Brasil

Parceria entre Brasil e Japão pode impulsionar exploração de terras raras no país

Informações checadas ?

Aclara Resources e organização japonesa firmam acordo para desenvolvimento de mineradoras no Brasil, com foco em terras raras

Mapa do Brasil com representação de minerais e logotipo de parceria internacional
Imagem: UOL Notícias

A Aclara Resources anunciou uma joint venture com a JOGMEC, entidade do governo japonês, para explorar depósitos de terras raras em argilas iônicas no Brasil. O acordo inclui financiamento de até US$ 3 milhões, podendo chegar a US$ 4,5 milhões, e possibilidades de participação na produção.

Nessa segunda-feira (7), a mineradora Aclara Resources revelou a assinatura de um acordo com a JOGMEC, a Organização Japonesa para Segurança de Metais e Energia, que é vinculada ao governo do Japão. Segundo a empresa, o documento trata de uma joint venture voltada à exploração e desenvolvimento de depósitos de terras raras pesadas em argilas iônicas no Brasil, uma área considerada estratégica para a produção desses minerais, essenciais para tecnologias modernas como eletrônicos e energias renováveis.

De acordo com a Aclara, o projeto não inclui o seu ativo principal, conhecido como Projeto Carina, localizado em Goiás. Este ficará sob controle exclusivo da companhia, sem participação da parceria japonesa. Ainda assim, a parceria contempla um investimento inicial de até US$ 3 milhões (equivalente a cerca de R$ 15,35 milhões), que será destinado a trabalhos de exploração durante um período de três anos, conforme informações atribuídas pelo fonte à CNN Brasil.

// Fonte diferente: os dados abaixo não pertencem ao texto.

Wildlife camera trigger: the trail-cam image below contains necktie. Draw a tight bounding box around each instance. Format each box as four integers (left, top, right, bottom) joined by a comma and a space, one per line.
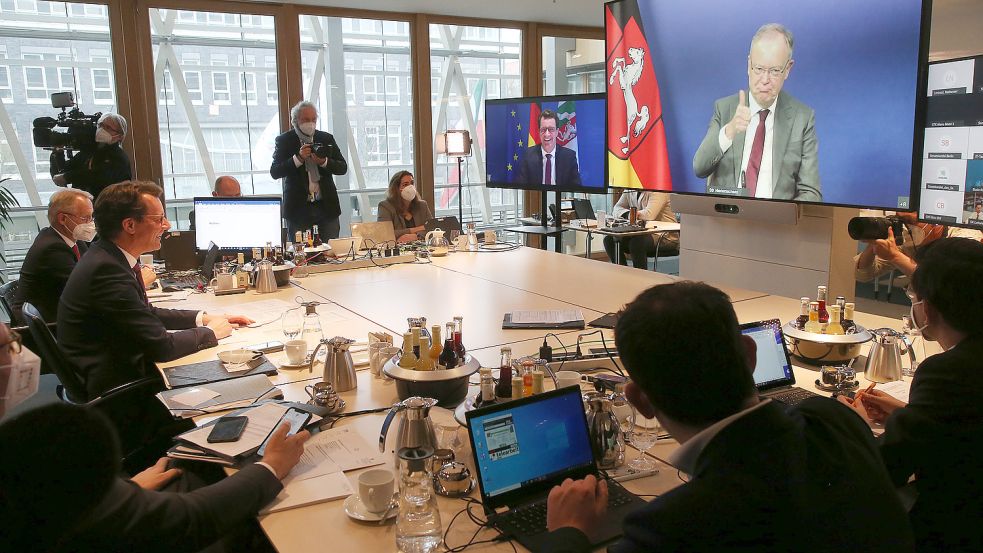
133, 263, 150, 305
744, 109, 768, 198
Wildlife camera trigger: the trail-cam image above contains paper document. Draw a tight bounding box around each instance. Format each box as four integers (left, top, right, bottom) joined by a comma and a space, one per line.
511, 309, 584, 324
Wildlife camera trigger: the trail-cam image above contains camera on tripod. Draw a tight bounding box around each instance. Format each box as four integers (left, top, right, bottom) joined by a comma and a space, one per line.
31, 92, 102, 150
847, 215, 904, 246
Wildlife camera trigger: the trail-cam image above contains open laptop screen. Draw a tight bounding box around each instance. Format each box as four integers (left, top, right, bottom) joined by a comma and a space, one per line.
741, 319, 795, 390
467, 386, 595, 502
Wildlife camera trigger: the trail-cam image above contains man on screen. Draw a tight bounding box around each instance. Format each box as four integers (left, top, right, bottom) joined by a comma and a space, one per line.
693, 23, 823, 202
515, 109, 580, 187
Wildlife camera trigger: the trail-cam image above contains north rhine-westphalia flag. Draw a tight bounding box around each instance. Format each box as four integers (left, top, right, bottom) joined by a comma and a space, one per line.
604, 0, 672, 191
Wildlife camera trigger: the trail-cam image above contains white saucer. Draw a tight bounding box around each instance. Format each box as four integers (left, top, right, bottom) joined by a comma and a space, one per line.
345, 494, 399, 522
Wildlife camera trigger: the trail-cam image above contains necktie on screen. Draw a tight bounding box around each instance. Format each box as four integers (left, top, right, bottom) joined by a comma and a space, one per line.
744, 109, 768, 198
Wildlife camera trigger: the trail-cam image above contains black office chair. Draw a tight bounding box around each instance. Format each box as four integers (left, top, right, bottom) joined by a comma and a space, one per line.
22, 303, 194, 472
0, 280, 24, 326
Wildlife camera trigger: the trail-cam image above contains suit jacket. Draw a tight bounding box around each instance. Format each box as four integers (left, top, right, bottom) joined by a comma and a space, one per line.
270, 129, 348, 227
54, 465, 283, 553
58, 239, 218, 398
550, 398, 913, 553
693, 92, 823, 202
880, 336, 983, 552
12, 227, 87, 323
513, 145, 580, 186
376, 198, 433, 238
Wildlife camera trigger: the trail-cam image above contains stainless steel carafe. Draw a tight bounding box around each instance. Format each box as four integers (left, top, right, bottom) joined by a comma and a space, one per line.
587, 394, 625, 469
864, 328, 915, 382
379, 396, 437, 466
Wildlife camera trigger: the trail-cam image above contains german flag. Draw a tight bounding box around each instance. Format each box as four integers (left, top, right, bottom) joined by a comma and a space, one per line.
604, 0, 672, 191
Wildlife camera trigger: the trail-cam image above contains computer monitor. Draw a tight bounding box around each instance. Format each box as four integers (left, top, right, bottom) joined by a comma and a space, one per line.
194, 196, 282, 251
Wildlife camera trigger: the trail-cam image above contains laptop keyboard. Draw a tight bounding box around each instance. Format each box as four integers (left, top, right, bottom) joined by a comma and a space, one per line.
498, 483, 633, 536
768, 388, 821, 405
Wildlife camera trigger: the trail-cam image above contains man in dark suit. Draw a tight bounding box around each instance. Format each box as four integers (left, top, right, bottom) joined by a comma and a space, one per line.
547, 282, 913, 553
693, 23, 823, 202
12, 188, 96, 322
0, 403, 310, 553
515, 109, 580, 186
58, 181, 253, 400
270, 101, 348, 240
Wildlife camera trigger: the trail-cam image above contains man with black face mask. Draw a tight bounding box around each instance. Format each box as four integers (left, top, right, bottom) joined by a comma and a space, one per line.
51, 113, 133, 199
13, 188, 96, 324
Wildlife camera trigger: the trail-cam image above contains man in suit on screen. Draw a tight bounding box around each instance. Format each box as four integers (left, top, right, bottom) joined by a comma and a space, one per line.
693, 23, 823, 202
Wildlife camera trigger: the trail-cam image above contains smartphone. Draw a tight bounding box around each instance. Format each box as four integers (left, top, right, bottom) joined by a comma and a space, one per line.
244, 341, 283, 353
208, 417, 249, 444
256, 407, 311, 457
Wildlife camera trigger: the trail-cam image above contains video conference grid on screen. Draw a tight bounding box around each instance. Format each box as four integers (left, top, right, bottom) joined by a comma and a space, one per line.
485, 94, 605, 192
605, 0, 930, 209
194, 197, 282, 250
918, 56, 983, 229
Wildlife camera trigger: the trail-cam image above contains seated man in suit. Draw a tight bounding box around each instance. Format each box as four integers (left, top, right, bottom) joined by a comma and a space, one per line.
515, 109, 580, 186
547, 281, 913, 553
58, 181, 253, 399
13, 188, 96, 322
0, 403, 310, 553
693, 23, 823, 202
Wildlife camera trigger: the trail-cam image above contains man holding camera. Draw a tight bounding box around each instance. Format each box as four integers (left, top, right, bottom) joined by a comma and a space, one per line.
270, 101, 348, 239
51, 113, 132, 198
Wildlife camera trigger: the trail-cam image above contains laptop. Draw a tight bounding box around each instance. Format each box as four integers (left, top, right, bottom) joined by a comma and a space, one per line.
741, 319, 820, 405
465, 386, 646, 551
351, 221, 396, 249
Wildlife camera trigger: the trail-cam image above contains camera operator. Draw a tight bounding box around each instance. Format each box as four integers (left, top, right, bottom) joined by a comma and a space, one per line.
51, 113, 132, 198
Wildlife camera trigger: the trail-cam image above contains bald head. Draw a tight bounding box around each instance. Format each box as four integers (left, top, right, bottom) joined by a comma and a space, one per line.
212, 175, 242, 198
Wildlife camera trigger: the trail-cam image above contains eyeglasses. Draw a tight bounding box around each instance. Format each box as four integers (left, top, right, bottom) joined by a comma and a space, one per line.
0, 328, 23, 355
751, 60, 791, 79
60, 211, 93, 223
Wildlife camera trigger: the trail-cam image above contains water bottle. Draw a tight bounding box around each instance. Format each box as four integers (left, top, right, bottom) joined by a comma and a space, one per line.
396, 446, 443, 553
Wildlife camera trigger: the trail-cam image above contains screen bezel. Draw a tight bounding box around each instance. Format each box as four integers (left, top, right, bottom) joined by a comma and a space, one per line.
483, 92, 608, 194
191, 194, 283, 252
602, 0, 933, 213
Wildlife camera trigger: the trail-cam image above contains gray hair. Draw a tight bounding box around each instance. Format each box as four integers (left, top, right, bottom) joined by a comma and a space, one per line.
751, 23, 795, 59
97, 113, 127, 136
290, 100, 317, 128
48, 188, 92, 225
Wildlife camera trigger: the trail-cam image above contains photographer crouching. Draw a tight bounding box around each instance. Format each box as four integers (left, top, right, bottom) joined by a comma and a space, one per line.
51, 113, 132, 198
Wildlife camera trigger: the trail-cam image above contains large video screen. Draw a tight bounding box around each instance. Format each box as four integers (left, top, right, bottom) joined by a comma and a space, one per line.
485, 94, 605, 192
605, 0, 931, 210
918, 56, 983, 229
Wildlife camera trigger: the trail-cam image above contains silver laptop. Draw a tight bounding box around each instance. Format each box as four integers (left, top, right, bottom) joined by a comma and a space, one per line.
351, 221, 396, 249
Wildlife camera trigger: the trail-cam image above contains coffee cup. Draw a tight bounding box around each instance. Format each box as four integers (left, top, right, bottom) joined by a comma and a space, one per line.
283, 340, 307, 365
556, 371, 580, 389
358, 469, 396, 513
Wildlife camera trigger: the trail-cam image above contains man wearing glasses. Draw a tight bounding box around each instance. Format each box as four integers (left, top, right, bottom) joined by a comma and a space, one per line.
58, 181, 253, 400
693, 23, 823, 202
515, 109, 580, 187
13, 188, 96, 325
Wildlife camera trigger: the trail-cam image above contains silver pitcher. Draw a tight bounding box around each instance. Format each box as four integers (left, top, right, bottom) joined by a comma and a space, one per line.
379, 396, 437, 466
256, 259, 276, 294
864, 328, 915, 382
587, 394, 625, 469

O acordo prevê a possibilidade de a JOGMEC aportar mais US$ 1,5 milhão (aproximadamente R$ 7,6 milhões), estendendo o período de financiamento por mais um ano, somando um potencial de US$ 4,5 milhões. Após a fase de exploração, se a JOGMEC cumprir todas as condições do investimento, terá a opção de adquirir uma participação de 30% em um dos projetos de exploração da Aclara no Brasil. Além disso, a organização japonesa poderá comprar uma quantidade de produção equivalente à sua participação, acrescida de mais 10% da produção futura, com condições comerciais que ainda não foram totalmente detalhadas.

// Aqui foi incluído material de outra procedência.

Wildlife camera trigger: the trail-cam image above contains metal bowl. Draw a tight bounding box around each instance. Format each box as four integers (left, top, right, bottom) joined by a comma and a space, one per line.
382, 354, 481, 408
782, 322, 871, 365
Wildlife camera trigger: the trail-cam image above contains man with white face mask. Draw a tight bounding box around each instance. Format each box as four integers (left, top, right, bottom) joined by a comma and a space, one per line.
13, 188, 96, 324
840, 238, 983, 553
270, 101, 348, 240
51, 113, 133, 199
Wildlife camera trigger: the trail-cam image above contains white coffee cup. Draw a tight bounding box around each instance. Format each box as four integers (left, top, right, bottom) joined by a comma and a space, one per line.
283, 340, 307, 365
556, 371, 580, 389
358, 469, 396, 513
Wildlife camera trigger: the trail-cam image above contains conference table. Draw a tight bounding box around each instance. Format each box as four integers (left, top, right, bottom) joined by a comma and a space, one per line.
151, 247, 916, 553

Ramón Barúa, CEO da Aclara, afirmou que essa parceria coloca a companhia “em posição privilegiada para identificar e desenvolver novas oportunidades de terras raras de alta qualidade no Brasil”. A iniciativa é vista como um passo importante para ampliar o fornecimento desses minerais, que são considerados estratégicos e altamente demandados por países like Japão, que busca garantir segurança no abastecimento de recursos naturais essenciais para sua indústria tecnológica.

O acordo também abre caminho para futuros fornecimentos de terras raras ao Japão, com a JOGMEC transferindo seus direitos de compra de produção a empresas japonesas ou consórcios, além de ter a possibilidade de transferir sua participação e direitos de compra. Ainda que o projeto do Brasil não tenha detalhes confirmados sobre as condições específicas de produção ou operacionalização, a expectativa é de que essa iniciativa possa fortalecer significativamente a presença brasileira na cadeia global de minerais estratégicos — uma área que, hoje, movimenta interesses internacionais e pode influenciar o mercado mundial de metais raros.

Publicidade

O que sabemos?

  • Acerto entre Aclara Resources e JOGMEC foi anunciado na segunda-feira (7).
  • A parceria prevê financiamento inicial de até US$ 3 milhões por três anos, com possibilidade de extensão e aporte adicional de US$ 1,5 milhão.
  • O projeto principal, Carina, em Goiás, fica fora da joint venture, sob controle total da Aclara.
  • JOGMEC tem direito de comprar 30% da produção, além de mais 10% da produção futura, podendo transferir esses direitos.
  • A iniciativa visa fortalecer o fornecimento de terras raras do Brasil para o Japão.